Par un arrêt du 19 avril 2023, la Cour de cassation juge que « le salarié en congé de reclassement a droit au paiement de la prime exceptionnelle de pouvoir d’achat pour la période correspondant à celle du préavis même si la décision unilatérale de l’employeur proratise le bénéfice de cette prime au temps de présence effective dans l’entreprise » (Cass. soc., 19 avril 2023, n°21-23.092).
En l’espèce, un salarié, licencié pour motif économique le 1er octobre 2018, avait adhéré au congé de reclassement d’une durée de 12 mois, préavis inclus. Par décision unilatérale du 28 janvier 2019, l’employeur avait décidé de faire bénéficier les salariés liés par un contrat de travail au 31 décembre 2018 d’une prime « PEPA » d’un montant de 800 euros, versée :
- au prorata du temps de travail contractuel pour les salariés à temps partiel ;
- au prorata du temps de présence pour les personnes entrées au courant de l’année 2018 ou absentes (100 % du montant pour 12 mois de présence, 80% pour 11 mois, 0% pour 10 mois et moins).
La Société n’avait pas versé la prime au salarié en congé de reclassement. Estimant qu’il y avait droit, il a saisi la juridiction prud’homale, laquelle a condamné l’employeur à lui verser l’intégralité du montant de la prime.
Après avoir rappelé les dispositions légales relatives à la PEPA et celles issues de la décision unilatérale de l’employeur, la Cour de cassation affirme que « si le salarié en congé de reclassement demeure salarié de l’entreprise jusqu’à l’issue de ce congé, la période de congé de reclassement n’est pas légalement assimilée à du temps de travail effectif ». Elle ajoute qu’aux termes de l’article L. 1234-5 du Code du travail, le dispense de préavis ne droit entrainer aucune diminution des salaires et avantages que le salarié aurait perçus s’il avait accompli son travail.
Le salarié avait été présent et travaillé dans l’entreprise jusqu’au 10 octobre 2018, date à laquelle il a été placé en préavis dispensé par l’employeur puis en congé de reclassement à compter du 10 décembre 2018.
Dans ces conditions, la Cour de cassation juge que le Conseil de prud’hommes, en condamnant l’employeur au paiement de l’intégralité de la prime, n’a pas tiré les conséquences légales de ses constatations. Le congé de reclassement ayant débuté le 10 décembre 2018, le salarié n’avait pas été présent pendant 12 mois et ne pouvait donc prétendre au paiement intégral de la prime.
L’arrêt interroge sur sa portée.

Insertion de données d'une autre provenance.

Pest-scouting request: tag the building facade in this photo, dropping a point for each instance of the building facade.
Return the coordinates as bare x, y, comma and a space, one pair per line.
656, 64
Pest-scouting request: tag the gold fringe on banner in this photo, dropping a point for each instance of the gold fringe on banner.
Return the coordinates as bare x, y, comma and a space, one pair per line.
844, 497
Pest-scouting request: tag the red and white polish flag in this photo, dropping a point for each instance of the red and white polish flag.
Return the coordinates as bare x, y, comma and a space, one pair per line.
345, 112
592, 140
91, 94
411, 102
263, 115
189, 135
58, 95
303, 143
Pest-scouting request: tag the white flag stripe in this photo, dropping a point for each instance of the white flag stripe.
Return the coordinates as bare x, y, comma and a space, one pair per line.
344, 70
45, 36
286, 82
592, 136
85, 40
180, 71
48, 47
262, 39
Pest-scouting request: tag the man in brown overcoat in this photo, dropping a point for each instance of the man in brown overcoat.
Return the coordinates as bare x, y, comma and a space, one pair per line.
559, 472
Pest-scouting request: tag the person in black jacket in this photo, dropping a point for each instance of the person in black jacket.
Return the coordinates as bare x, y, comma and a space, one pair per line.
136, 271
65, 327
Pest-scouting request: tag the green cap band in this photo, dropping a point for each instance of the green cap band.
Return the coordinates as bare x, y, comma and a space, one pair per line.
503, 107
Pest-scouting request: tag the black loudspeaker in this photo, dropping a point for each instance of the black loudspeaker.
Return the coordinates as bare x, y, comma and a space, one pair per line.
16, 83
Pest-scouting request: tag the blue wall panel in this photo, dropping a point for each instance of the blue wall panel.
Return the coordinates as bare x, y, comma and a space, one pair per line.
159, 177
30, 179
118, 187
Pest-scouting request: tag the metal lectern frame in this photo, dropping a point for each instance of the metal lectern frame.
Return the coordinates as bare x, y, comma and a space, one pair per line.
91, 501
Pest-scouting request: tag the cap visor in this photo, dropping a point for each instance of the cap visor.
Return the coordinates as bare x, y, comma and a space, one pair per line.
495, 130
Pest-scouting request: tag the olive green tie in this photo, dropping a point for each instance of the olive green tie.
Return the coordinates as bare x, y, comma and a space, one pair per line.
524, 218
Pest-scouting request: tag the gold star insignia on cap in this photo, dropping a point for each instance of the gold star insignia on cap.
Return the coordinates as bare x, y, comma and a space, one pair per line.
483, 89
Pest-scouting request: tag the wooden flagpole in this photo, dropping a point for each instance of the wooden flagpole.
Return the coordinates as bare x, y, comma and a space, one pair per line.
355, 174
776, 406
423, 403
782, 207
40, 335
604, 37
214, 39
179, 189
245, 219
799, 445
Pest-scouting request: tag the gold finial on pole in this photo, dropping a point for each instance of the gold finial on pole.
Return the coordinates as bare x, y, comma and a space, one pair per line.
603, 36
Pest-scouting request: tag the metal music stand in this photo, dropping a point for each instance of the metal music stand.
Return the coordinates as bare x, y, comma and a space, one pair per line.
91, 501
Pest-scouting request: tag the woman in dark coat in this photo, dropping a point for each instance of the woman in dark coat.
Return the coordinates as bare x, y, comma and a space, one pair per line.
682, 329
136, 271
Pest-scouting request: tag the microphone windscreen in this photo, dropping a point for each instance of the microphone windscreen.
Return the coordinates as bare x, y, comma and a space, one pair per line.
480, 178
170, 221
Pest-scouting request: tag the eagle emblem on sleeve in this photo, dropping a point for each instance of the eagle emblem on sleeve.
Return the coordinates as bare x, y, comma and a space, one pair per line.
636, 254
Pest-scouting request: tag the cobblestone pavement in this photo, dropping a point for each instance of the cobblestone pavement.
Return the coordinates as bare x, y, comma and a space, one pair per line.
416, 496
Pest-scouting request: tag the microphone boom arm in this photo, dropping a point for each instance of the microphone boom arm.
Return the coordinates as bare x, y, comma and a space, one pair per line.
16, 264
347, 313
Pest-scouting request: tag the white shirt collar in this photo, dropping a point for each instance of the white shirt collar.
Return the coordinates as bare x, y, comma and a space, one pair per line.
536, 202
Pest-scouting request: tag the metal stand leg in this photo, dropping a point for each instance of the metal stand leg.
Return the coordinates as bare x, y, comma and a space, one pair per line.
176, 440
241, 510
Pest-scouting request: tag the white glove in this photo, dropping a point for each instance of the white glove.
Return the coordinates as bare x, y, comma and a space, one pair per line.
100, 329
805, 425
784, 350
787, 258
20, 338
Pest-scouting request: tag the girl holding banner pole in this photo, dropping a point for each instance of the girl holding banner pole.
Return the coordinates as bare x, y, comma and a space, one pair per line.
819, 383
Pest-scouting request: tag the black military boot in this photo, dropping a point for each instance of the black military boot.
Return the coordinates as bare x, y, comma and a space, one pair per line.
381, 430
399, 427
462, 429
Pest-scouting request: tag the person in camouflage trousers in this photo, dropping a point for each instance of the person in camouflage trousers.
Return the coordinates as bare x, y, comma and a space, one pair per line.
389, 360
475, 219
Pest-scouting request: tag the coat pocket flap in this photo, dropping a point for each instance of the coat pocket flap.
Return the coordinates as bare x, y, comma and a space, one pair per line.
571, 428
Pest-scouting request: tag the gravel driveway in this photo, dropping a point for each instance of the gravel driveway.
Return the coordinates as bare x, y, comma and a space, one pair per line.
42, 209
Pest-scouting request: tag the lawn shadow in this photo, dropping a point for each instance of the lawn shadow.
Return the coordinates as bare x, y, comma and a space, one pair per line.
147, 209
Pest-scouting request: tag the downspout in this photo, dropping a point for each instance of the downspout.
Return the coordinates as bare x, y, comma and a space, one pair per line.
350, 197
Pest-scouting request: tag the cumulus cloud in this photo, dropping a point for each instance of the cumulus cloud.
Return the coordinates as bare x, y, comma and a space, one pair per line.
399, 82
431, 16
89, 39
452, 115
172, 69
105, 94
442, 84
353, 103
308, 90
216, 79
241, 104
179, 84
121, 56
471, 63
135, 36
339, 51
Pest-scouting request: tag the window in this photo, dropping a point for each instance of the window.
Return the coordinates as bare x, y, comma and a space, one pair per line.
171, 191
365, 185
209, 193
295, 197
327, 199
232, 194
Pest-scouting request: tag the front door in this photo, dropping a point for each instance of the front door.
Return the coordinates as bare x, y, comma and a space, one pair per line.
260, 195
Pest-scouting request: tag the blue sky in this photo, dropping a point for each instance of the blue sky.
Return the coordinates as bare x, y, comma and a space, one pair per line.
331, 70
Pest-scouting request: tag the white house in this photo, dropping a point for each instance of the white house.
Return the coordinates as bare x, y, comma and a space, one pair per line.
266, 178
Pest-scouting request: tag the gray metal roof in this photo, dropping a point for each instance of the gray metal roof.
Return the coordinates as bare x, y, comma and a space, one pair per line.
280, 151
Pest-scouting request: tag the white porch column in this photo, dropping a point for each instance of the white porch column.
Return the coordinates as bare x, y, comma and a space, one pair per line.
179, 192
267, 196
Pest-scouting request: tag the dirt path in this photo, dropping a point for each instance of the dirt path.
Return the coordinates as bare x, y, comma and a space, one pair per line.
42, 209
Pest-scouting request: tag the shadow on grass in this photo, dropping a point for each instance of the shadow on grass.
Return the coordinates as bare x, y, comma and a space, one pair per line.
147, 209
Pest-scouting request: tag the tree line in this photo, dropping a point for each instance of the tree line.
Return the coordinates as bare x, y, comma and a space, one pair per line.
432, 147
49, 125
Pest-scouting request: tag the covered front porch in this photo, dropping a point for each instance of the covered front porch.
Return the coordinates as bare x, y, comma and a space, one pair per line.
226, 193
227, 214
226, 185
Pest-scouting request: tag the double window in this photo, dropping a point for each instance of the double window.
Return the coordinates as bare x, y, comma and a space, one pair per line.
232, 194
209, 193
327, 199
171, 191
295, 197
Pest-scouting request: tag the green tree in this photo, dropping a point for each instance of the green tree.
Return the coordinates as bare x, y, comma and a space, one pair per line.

La Cour juge que le droit au paiement de la prime PEPA ne vaut que « pour la période correspondant à celle du préavis ». Cela soulève donc la question de savoir si cette précision vaut en toute hypothèse ou seulement lorsque la décision unilatérale ou l’accord a prévu une modulation du montant de la prime en fonction de la durée de présence effective.
Si cette solution devait avoir une portée générale, alors la Cour retiendrait une solution différente de celle retenue en matière d’épargne salariale.
Souhaitant conserver le caractère collectif des dispositifs, la Cour de cassation a rendu des décisions différentes, considérant que le salarié en congé de reclassement demeurait éligible à la participation et l’intéressement pendant toute la durée du congé de reclassement (Cass. soc., 1er juin 2022, n°20-16.404 ; Cass. soc., 30 janvier 2019, n°17-27.240). Ceci étant, ce principe ne permet que de définir une liste des bénéficiaires théoriques du régime, mais il ne garantit pas le versement d’une prime en application des règles de répartition définies dans l’accord.